A Supreme Court ruling handed down this week casts doubt on how the state government has calculated stamp duty on mining company takeovers, potentially overcharging miners tens of millions of dollars over more than a decade.
A Supreme Court ruling handed down this week casts doubt on how the state government has calculated stamp duty on mining company takeovers, potentially overcharging miners tens of millions of dollars over more than a decade.
Most notably, it rejected the Commissioner of State Revenue’s long-held view that there is little, if any, goodwill in the value of mining companies.
This week’s ruling related to Barrick Gold’s 2006 takeover of Placer Dome, which at the time was the world’s largest gold deal
The commissioner spent seven years calculating how much stamp duty was payable on the Barrick transaction.
In 2013, the commissioner determined that Barrick had to pay $54.8 million in stamp duty on the basis that Placer Dome had land in Western Australia valued at just above $1 billion.
Barrick went to the State Administrative Tribunal (SAT) seeking to overturn the decision, but its appeal was dismissed.
The Court of Appeal has now granted Barrick the right to go back to the SAT and seek a new ruling, and in so doing it has concluded the methodology employed by the commissioner and accepted by the SAT was flawed.
This week’s ruling is the latest in a string of disputes concerning stamp duty assessments facing 'landholder’ companies in WA.
It comes just days after the state budget included a $169 million stamp duty windfall from a single ‘property’ transaction, with an unnamed party.
It also comes soon after ASX-listed Independence Group disclosed it had paid $52.5 million in stamp duty, based on the interim assessment of its $1.8 billion takeover of Sirius Resources in 2015.
EY Law, which represented Barrick Gold, said this week’s ruling provided more clarity.
In a client note, EY said it followed a number of decisions in the SAT that created significant uncertainty as to the basis on which the commissioner and taxpayers should approach the valuation of land, including mining tenements, and the separation of business value.

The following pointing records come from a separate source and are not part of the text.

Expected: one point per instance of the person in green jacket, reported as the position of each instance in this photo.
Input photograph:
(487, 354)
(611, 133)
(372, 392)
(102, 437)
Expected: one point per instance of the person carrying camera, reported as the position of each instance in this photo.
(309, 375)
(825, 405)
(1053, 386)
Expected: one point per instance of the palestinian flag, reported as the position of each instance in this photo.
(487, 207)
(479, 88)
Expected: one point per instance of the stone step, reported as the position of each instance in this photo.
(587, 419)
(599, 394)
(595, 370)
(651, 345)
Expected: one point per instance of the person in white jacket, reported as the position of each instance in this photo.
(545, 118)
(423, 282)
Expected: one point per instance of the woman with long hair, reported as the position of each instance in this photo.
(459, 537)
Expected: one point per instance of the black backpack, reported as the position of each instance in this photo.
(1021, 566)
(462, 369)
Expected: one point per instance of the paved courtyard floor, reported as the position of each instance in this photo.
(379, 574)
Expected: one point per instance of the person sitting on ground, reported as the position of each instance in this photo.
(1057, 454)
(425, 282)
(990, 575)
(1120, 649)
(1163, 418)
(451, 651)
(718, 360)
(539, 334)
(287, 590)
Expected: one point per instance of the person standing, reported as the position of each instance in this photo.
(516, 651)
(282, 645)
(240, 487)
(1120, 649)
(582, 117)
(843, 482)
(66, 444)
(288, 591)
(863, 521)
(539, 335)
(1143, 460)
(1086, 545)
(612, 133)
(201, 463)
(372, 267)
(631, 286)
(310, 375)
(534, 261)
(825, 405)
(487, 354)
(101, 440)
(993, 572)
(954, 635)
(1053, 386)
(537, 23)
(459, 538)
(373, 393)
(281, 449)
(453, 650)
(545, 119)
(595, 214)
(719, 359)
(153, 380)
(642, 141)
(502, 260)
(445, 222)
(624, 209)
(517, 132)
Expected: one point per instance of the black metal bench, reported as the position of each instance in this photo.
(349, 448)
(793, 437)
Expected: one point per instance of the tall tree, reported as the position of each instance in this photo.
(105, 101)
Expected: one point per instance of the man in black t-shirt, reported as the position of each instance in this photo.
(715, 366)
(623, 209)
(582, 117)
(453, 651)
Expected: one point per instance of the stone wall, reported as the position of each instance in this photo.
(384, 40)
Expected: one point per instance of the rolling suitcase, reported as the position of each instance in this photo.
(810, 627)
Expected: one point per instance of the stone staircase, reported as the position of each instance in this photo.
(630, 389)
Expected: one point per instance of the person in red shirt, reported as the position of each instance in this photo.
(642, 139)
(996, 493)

“The WA commissioner has consistently maintained there is little goodwill value in any mining business,” EY said.
“This is in direct contrast to the decision of the NT Court of Appeal in (the Alcan ruling), which held there was significant goodwill in a bauxite mining and alumina processing business for NT land rich duty purposes.”
In the Barrick case, a key question was whether the company was a listed landholder corporation.
That turned on whether the value of all the land to which it was entitled, whether situated in WA or elsewhere, was 60 per cent or more of the value of all the property to which it was entitled.
Barrick argued the value of Plutonic’s land was less than 60 per cent of the total, with the balance comprising intangible assets such as goodwill.
“On the other hand, the commissioner contended that (Placer) had no goodwill of any value, because goodwill must give rise to future revenues expected to be derived from (its) goldmining operations, and the value of those future revenues determines the value of the land from which the gold would be produced,” the Court of Appeal stated in its judgement.
The court said Barrick’s appeal was based on two fundamental propositions, and it agreed with both.
First, the SAT failed to distinguish between the value of the land held by Plutonic and the value of the business which it conducted using that land.
Second, the valuation methodology relied upon the use of gold futures prices, where available.
“The evidence clearly established that gold futures are in essence financial instruments and are not properly viewed as a reliable estimate of the future price of gold,” the Court of Appeal ruled.
The Court was told Barrick always relied upon a forecast gold price derived from an average or consensus of the forecast gold price assessed by leading gold analysts.
The applicability of this ruling to transactions in WA will be affected by legislative amendments in 2008 (which removed the 60 per cent test) and 2014.
Nonetheless, the ruling will be relevant to the valuation of land under the existing landholder regime.
Business advisers have told Business News there are multiple transactions that have not been finally assessed because the parties involved were awaiting this week’s ruling.